Go here to view occupancy of nongovernment-owned and government-owned buildings. This table also shows number of government-owned buildings for 2012. The CBECS report shows an estimated 776,000 total number of government-owned buildings. Local governments own a total of 558,000 of those buildings.
The 2012 CBECS consumption and expenditures detailed tables are comprised of tables C1-C38, which cover overall electricity, natural gas, fuel oil and district heat consumption, and tables E1-E11, which disaggregate the same energy sources by end use (heating, cooling, lighting, etc.).

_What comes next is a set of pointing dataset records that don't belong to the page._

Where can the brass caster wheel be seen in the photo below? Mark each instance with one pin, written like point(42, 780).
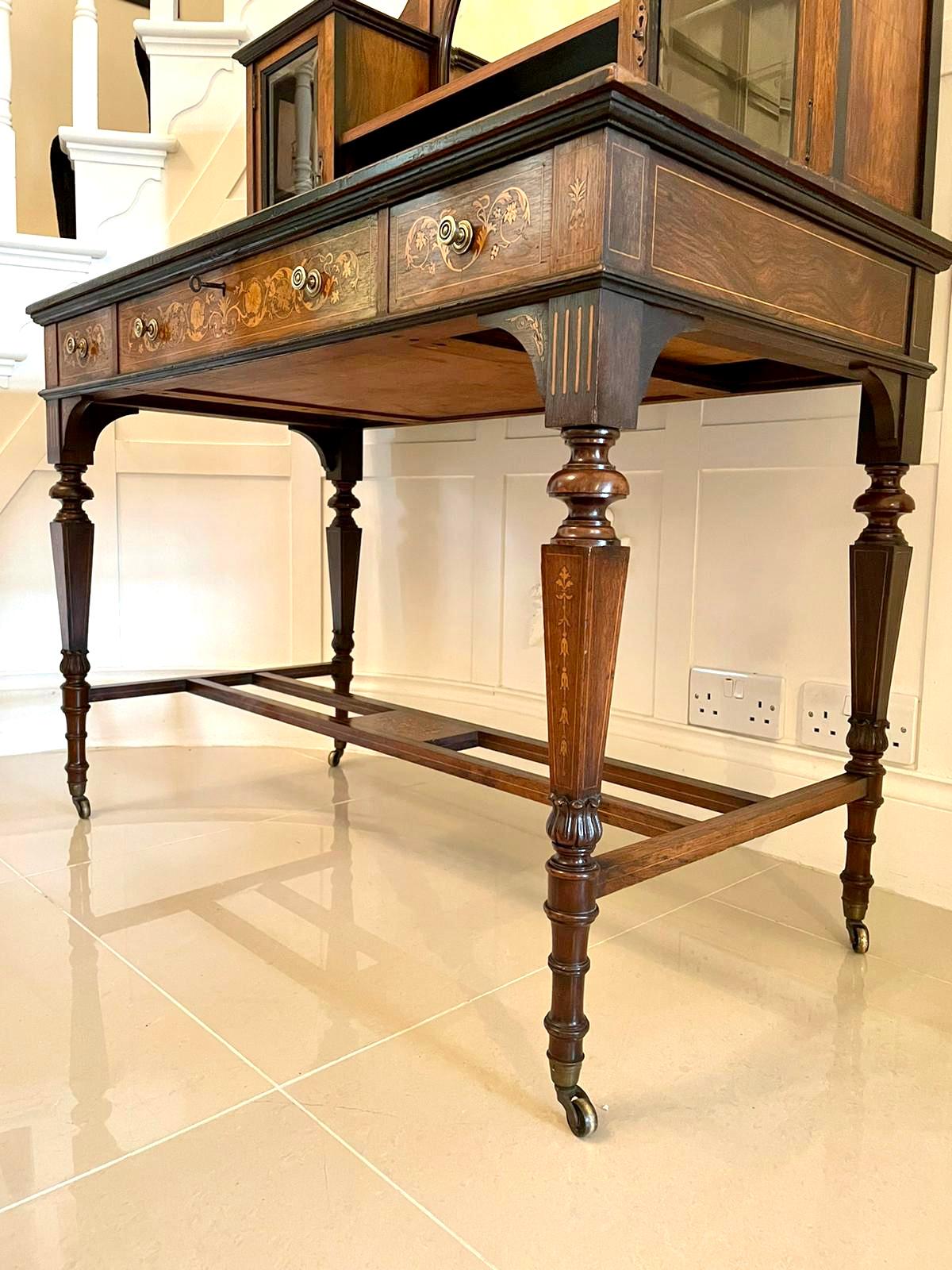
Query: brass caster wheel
point(858, 937)
point(579, 1111)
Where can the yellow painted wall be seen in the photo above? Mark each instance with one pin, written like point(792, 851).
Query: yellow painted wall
point(493, 29)
point(42, 92)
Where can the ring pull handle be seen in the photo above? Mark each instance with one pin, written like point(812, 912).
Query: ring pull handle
point(310, 281)
point(455, 235)
point(145, 328)
point(80, 347)
point(198, 285)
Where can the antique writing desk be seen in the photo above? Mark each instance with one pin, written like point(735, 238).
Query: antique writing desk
point(436, 237)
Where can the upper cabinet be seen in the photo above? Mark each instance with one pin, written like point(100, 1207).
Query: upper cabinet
point(844, 88)
point(329, 67)
point(734, 60)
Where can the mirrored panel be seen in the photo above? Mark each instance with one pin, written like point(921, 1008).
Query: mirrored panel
point(291, 127)
point(733, 60)
point(489, 29)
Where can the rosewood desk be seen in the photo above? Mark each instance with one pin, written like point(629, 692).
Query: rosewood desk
point(575, 253)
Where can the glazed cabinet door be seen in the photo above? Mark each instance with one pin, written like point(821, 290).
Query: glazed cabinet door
point(734, 60)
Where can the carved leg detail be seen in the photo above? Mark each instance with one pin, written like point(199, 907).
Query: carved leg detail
point(880, 564)
point(71, 535)
point(343, 563)
point(583, 586)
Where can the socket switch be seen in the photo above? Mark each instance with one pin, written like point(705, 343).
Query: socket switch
point(734, 702)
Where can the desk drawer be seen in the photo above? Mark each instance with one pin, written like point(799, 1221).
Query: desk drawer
point(509, 213)
point(260, 302)
point(86, 347)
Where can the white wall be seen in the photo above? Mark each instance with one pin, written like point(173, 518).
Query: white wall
point(209, 552)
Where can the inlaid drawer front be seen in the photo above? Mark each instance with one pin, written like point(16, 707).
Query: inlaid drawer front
point(475, 237)
point(772, 262)
point(325, 281)
point(86, 347)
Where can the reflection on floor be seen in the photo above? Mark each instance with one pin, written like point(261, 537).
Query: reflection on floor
point(263, 1015)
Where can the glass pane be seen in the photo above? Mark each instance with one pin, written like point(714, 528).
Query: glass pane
point(493, 29)
point(291, 129)
point(734, 60)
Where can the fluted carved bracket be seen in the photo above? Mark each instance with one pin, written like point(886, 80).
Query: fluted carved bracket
point(892, 417)
point(74, 425)
point(603, 348)
point(530, 327)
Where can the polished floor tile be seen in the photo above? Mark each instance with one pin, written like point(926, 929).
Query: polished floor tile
point(94, 1062)
point(901, 930)
point(260, 1189)
point(374, 935)
point(772, 1102)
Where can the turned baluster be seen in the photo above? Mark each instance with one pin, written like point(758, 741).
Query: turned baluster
point(880, 563)
point(584, 569)
point(71, 535)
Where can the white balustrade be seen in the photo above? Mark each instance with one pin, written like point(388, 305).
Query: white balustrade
point(8, 141)
point(86, 67)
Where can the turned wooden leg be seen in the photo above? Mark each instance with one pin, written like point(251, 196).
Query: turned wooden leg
point(584, 569)
point(71, 535)
point(340, 446)
point(343, 563)
point(879, 575)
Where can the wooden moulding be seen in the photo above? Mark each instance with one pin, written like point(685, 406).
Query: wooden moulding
point(640, 861)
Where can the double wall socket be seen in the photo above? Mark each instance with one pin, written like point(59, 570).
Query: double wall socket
point(824, 722)
point(731, 702)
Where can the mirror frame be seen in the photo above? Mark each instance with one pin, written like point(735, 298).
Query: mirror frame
point(638, 17)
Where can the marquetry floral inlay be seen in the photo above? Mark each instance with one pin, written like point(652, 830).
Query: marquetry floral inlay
point(498, 224)
point(579, 200)
point(530, 323)
point(251, 302)
point(564, 596)
point(97, 340)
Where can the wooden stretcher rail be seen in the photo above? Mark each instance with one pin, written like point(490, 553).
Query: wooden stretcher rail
point(643, 860)
point(440, 757)
point(160, 687)
point(649, 780)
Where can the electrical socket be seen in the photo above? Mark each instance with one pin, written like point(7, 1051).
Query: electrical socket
point(824, 722)
point(733, 702)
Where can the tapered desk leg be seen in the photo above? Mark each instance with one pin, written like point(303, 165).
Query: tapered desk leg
point(343, 563)
point(880, 564)
point(71, 535)
point(584, 569)
point(340, 446)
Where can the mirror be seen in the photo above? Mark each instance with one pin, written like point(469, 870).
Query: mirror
point(489, 29)
point(733, 60)
point(290, 129)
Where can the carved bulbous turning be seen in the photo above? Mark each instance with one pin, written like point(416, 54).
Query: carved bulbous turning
point(884, 545)
point(71, 492)
point(884, 503)
point(588, 486)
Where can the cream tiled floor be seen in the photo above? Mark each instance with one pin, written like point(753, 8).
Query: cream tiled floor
point(259, 1015)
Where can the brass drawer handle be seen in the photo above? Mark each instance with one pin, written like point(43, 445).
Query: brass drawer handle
point(80, 347)
point(197, 285)
point(454, 234)
point(310, 281)
point(145, 328)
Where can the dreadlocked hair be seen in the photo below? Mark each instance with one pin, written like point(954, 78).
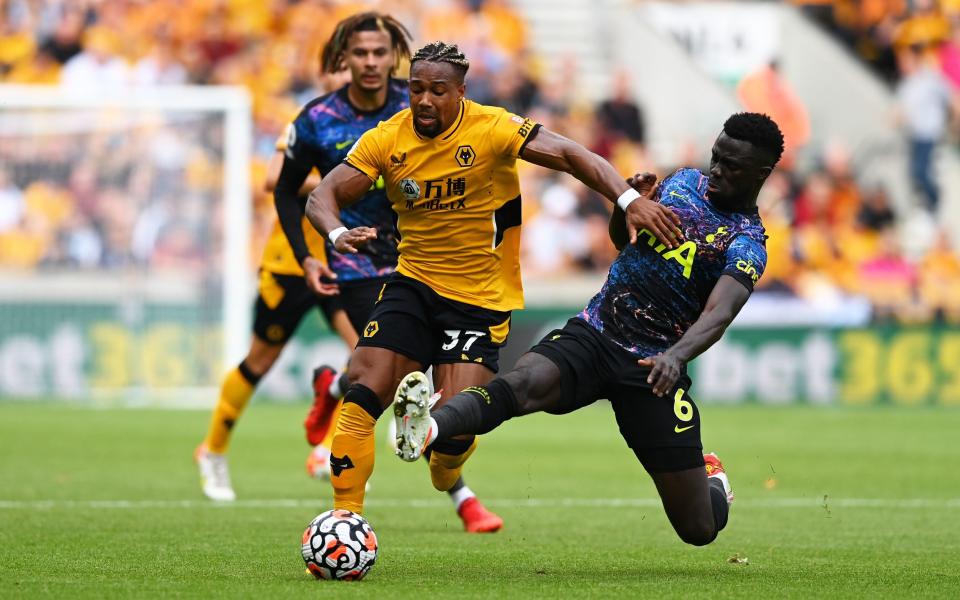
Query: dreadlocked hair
point(443, 52)
point(758, 129)
point(331, 59)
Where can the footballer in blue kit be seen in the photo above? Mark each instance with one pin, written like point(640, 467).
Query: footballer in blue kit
point(659, 308)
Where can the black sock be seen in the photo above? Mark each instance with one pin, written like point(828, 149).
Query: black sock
point(457, 486)
point(476, 410)
point(718, 498)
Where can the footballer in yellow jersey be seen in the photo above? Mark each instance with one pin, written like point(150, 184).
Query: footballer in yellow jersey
point(450, 174)
point(297, 270)
point(457, 198)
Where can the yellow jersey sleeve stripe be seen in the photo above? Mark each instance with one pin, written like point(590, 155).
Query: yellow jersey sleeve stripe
point(533, 133)
point(459, 121)
point(507, 216)
point(499, 333)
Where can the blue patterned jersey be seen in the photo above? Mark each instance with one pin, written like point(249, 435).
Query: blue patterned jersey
point(320, 137)
point(653, 295)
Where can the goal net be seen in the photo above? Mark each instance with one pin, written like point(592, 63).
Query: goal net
point(124, 241)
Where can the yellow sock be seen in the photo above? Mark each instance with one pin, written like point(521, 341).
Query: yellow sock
point(328, 439)
point(235, 392)
point(351, 456)
point(445, 468)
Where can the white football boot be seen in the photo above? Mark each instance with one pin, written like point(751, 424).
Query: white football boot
point(411, 410)
point(214, 475)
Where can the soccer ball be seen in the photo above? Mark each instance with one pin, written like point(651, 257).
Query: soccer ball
point(339, 544)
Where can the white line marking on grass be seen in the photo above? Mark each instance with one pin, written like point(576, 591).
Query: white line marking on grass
point(832, 503)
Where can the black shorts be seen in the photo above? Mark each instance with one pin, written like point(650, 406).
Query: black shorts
point(664, 432)
point(281, 304)
point(359, 297)
point(413, 320)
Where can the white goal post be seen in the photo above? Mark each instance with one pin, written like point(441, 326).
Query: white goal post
point(160, 120)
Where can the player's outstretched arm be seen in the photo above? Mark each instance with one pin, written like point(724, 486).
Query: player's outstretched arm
point(646, 184)
point(551, 150)
point(342, 186)
point(725, 301)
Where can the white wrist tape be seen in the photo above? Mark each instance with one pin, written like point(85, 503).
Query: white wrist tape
point(626, 198)
point(333, 235)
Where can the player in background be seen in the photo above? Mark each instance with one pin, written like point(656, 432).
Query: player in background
point(657, 310)
point(283, 299)
point(371, 46)
point(449, 167)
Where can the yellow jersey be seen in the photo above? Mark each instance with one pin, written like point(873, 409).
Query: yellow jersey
point(277, 254)
point(457, 198)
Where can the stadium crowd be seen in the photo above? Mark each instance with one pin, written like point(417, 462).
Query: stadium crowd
point(78, 199)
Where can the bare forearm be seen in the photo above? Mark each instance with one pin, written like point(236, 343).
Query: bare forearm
point(596, 173)
point(556, 152)
point(323, 211)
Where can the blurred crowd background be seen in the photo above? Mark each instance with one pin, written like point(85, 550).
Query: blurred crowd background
point(830, 237)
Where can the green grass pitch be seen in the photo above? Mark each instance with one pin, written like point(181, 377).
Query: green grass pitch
point(830, 503)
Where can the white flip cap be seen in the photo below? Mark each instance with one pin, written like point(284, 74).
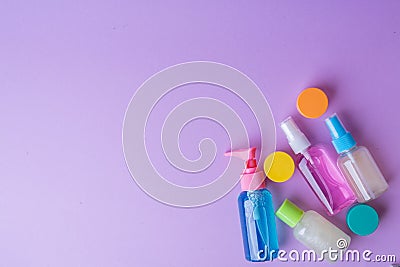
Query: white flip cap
point(297, 140)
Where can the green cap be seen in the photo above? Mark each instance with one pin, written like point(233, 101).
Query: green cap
point(362, 219)
point(289, 213)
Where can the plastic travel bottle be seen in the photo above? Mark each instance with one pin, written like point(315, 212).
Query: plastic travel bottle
point(356, 163)
point(314, 231)
point(256, 211)
point(319, 170)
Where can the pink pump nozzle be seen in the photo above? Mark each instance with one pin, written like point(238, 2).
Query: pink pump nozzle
point(251, 179)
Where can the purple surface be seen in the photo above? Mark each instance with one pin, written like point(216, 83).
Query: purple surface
point(68, 71)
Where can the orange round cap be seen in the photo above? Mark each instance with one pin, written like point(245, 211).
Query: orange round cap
point(312, 103)
point(279, 166)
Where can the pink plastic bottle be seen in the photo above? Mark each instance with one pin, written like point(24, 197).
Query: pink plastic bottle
point(319, 170)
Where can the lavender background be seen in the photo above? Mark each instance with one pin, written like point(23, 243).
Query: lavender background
point(68, 70)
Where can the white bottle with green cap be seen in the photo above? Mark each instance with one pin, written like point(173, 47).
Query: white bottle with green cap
point(314, 231)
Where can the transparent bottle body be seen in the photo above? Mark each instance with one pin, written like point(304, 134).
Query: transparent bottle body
point(320, 235)
point(362, 173)
point(325, 179)
point(257, 218)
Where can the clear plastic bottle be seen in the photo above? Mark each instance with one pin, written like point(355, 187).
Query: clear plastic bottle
point(356, 163)
point(314, 231)
point(319, 170)
point(257, 217)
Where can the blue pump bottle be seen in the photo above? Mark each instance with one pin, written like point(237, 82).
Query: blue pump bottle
point(257, 216)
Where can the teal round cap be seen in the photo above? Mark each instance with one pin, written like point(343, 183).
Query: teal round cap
point(362, 219)
point(342, 140)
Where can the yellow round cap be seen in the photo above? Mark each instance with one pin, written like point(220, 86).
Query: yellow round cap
point(312, 103)
point(279, 166)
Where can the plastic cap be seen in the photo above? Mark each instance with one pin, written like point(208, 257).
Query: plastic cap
point(342, 140)
point(312, 103)
point(362, 219)
point(289, 213)
point(279, 166)
point(251, 179)
point(297, 140)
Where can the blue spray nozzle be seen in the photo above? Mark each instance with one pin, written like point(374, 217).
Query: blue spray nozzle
point(342, 140)
point(335, 126)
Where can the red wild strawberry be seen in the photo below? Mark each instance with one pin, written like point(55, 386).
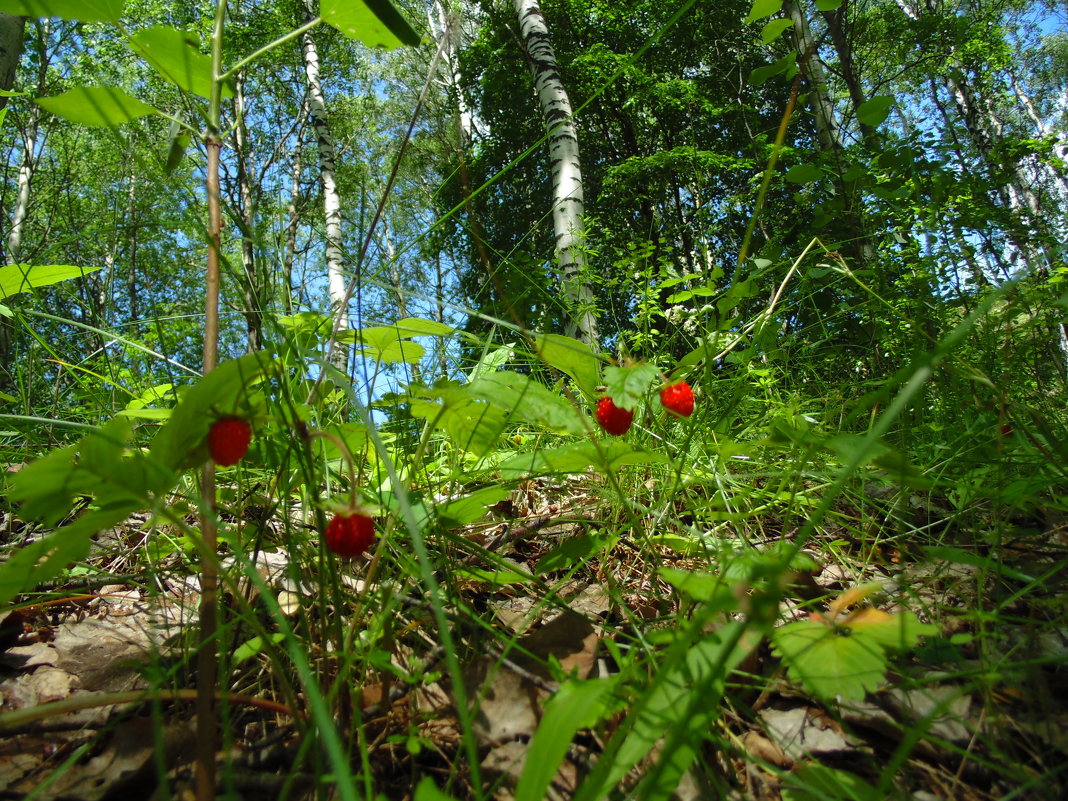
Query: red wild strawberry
point(677, 398)
point(228, 440)
point(612, 419)
point(350, 535)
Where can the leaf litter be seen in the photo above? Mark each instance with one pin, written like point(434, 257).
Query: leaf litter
point(954, 727)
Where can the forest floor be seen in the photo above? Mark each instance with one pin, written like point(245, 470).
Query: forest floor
point(977, 712)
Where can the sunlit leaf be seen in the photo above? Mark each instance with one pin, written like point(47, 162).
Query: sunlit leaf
point(627, 386)
point(572, 358)
point(16, 278)
point(374, 22)
point(175, 55)
point(803, 173)
point(764, 9)
point(99, 106)
point(874, 111)
point(774, 29)
point(527, 401)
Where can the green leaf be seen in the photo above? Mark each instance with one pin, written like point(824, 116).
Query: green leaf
point(251, 647)
point(16, 278)
point(421, 327)
point(874, 111)
point(100, 106)
point(774, 29)
point(179, 138)
point(46, 559)
point(427, 790)
point(181, 443)
point(627, 386)
point(87, 11)
point(577, 457)
point(374, 22)
point(764, 9)
point(472, 424)
point(785, 64)
point(469, 508)
point(577, 705)
point(175, 55)
point(803, 173)
point(572, 358)
point(828, 661)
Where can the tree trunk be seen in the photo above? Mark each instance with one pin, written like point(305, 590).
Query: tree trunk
point(331, 200)
point(567, 203)
point(12, 33)
point(253, 284)
point(26, 171)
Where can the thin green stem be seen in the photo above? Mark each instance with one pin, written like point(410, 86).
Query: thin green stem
point(267, 48)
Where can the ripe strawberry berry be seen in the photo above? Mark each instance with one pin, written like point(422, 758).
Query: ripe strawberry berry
point(349, 535)
point(677, 398)
point(612, 419)
point(228, 440)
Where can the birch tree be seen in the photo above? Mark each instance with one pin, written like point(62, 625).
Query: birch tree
point(567, 199)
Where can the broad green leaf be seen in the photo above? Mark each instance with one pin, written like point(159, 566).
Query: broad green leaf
point(774, 29)
point(420, 327)
point(100, 106)
point(786, 64)
point(87, 11)
point(46, 559)
point(181, 443)
point(828, 661)
point(803, 173)
point(491, 361)
point(576, 457)
point(572, 358)
point(16, 278)
point(627, 386)
point(175, 55)
point(374, 22)
point(763, 9)
point(577, 705)
point(251, 647)
point(874, 111)
point(529, 402)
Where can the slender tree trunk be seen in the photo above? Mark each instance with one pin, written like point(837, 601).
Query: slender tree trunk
point(829, 132)
point(26, 171)
point(293, 211)
point(331, 200)
point(567, 198)
point(253, 284)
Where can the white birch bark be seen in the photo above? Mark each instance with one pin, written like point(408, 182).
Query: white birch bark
point(331, 200)
point(26, 171)
point(567, 198)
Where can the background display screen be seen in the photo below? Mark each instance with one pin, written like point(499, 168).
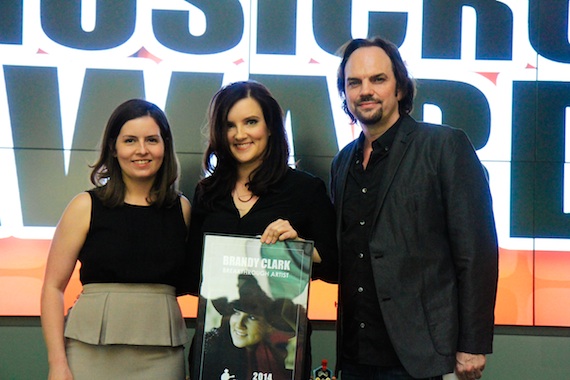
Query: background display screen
point(497, 69)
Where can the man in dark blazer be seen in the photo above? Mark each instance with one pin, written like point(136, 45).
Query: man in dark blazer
point(416, 233)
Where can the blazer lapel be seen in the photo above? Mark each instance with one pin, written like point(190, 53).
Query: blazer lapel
point(340, 183)
point(402, 141)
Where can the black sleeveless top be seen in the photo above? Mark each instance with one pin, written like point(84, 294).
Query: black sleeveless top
point(133, 244)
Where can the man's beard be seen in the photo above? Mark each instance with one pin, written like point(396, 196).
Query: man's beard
point(368, 118)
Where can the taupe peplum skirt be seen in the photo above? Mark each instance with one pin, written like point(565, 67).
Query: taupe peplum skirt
point(126, 331)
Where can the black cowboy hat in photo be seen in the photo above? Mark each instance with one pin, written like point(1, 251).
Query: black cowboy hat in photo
point(280, 313)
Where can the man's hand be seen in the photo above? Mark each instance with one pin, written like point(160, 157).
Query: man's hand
point(469, 366)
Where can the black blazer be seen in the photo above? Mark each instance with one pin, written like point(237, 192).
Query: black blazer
point(433, 246)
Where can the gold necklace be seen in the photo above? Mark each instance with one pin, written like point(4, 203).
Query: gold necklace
point(241, 198)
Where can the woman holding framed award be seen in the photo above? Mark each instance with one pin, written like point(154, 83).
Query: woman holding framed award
point(129, 233)
point(251, 190)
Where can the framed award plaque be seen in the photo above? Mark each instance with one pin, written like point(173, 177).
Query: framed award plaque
point(252, 318)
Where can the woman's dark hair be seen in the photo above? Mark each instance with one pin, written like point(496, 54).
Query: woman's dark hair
point(404, 83)
point(107, 175)
point(223, 172)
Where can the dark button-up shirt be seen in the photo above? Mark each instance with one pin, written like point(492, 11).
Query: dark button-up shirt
point(365, 338)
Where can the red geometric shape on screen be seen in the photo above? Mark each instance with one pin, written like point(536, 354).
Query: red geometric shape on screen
point(143, 53)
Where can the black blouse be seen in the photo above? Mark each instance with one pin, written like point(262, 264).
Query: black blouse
point(299, 197)
point(134, 244)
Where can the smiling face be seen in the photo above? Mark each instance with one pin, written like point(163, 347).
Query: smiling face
point(371, 88)
point(247, 132)
point(246, 329)
point(139, 149)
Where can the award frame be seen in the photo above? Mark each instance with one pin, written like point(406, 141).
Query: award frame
point(252, 309)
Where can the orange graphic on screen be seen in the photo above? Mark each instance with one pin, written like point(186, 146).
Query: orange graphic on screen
point(531, 285)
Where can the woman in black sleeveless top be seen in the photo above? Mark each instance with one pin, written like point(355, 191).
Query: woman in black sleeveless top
point(129, 233)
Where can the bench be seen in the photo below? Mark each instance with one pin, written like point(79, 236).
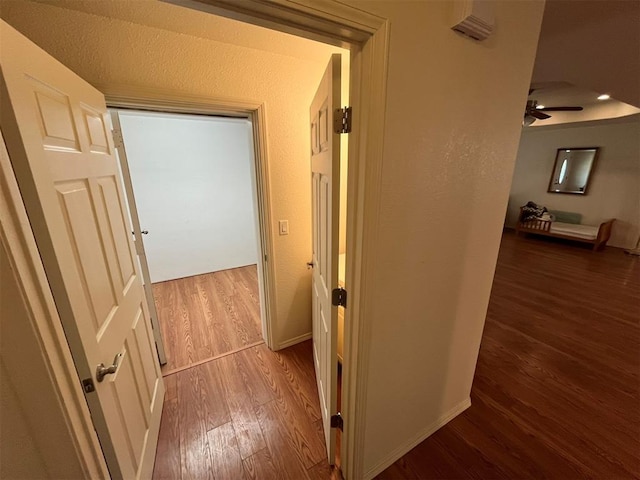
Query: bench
point(569, 230)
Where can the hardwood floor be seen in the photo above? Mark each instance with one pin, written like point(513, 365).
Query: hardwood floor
point(208, 315)
point(557, 389)
point(556, 392)
point(253, 414)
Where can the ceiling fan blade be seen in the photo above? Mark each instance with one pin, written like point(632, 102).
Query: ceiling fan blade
point(539, 115)
point(561, 109)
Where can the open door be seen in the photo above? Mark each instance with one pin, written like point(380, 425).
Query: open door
point(325, 187)
point(121, 153)
point(56, 129)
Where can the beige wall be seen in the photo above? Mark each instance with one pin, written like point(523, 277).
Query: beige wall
point(107, 51)
point(614, 188)
point(453, 121)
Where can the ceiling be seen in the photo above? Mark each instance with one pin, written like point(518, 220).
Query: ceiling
point(560, 94)
point(186, 21)
point(588, 47)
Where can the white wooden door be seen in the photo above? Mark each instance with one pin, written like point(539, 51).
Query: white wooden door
point(325, 201)
point(121, 153)
point(56, 129)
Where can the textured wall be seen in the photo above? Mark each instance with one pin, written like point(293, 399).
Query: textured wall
point(109, 51)
point(453, 121)
point(614, 188)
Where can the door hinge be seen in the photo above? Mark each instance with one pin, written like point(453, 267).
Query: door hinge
point(88, 386)
point(339, 297)
point(118, 142)
point(337, 421)
point(342, 120)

Government facility managers and others can use the CBECS data for benchmarking purposes, says Joelle Michaels, CBECS survey manager. “Data such as those found in Table C4 provide energy use per square foot by categories such as building activity. This provides information to compare overall energy use against average figures for similar buildings,” Michaels tells GPN.
There is also a row category that breaks out the data specifically for government-owned buildings, Michaels says. “But to look at government buildings by specific types, one would need to use the public use microdata files which are provided for users to slice the data to suit their own purposes,” Michaels tells GPN.
The next CBECS report will include data for calendar year 2017. The data collection for the next CBECS report won’t even begin until 2018, so publication of 2017 data is quite far off.